River stared down sweetly at me as I gained the courage to continue.
“I thought I always had to be standing tall in here, strong and proud and victorious,” I said, my voice soft. “I thought I would never willingly drop down onto my knees.”
“Declan…” River whispered.
“But you’ve shown me that there is a different kind of strength than muscles and brutality, and that’s the strength of kindness. You’ve shown me that there is a different kind of victory than an arm raised high in a cage, and that’s the victory of devotion. You’ve shown me that there is a different kind of success than money and fame and silly plastic belts, and that’s the kind of success I want, that I hope you’ll give me here tonight.”
River’s eyes were shining in the candlelight. Her fingers squeezed mine.
I squeezed hers. My voice wavered a bit as I continued, but I no longer cared. “The only I title I care about now is the title of having the gentlest touch on a Sunday morning, the title of bringing you the best pancakes in bed. Of making you the richest chicken soup when you’re sick and cracking the lamest jokes when you’re sad. I want the title of best shoulder to cry on, best lover, best dance partner in the rain.”
A tear ran down River’s cheek as she laughed. She quickly caught it and smiled down at me.

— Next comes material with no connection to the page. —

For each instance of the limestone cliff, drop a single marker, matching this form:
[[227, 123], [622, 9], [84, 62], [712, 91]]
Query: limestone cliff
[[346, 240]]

“The only title I want now…” I paused as I held out the vintage ring I’d bought for River in Dublin, “…is the title of husband.”
I breathed in deeply for the first time in a long time, because I was finally free.
“Marry me?”
Epilogue
River
Several years later…
“Declan! Declan, over here!”
The bright flash of lights from the line of cameras blinded me, but Declan’s arm around me comforted me like nothing ever could. I smiled up at him and laid my hand on his baby-blue sweatshirt; we were long past dressing up in constricting suits and skin-tight dresses for public events. I was wearing a tulle skirt painted with wildflowers local to Ireland that I found in the same vintage store where Declan bought the ring I wore on my left hand. We promised each other to always be ourselves and ourselves alone…the world be damned.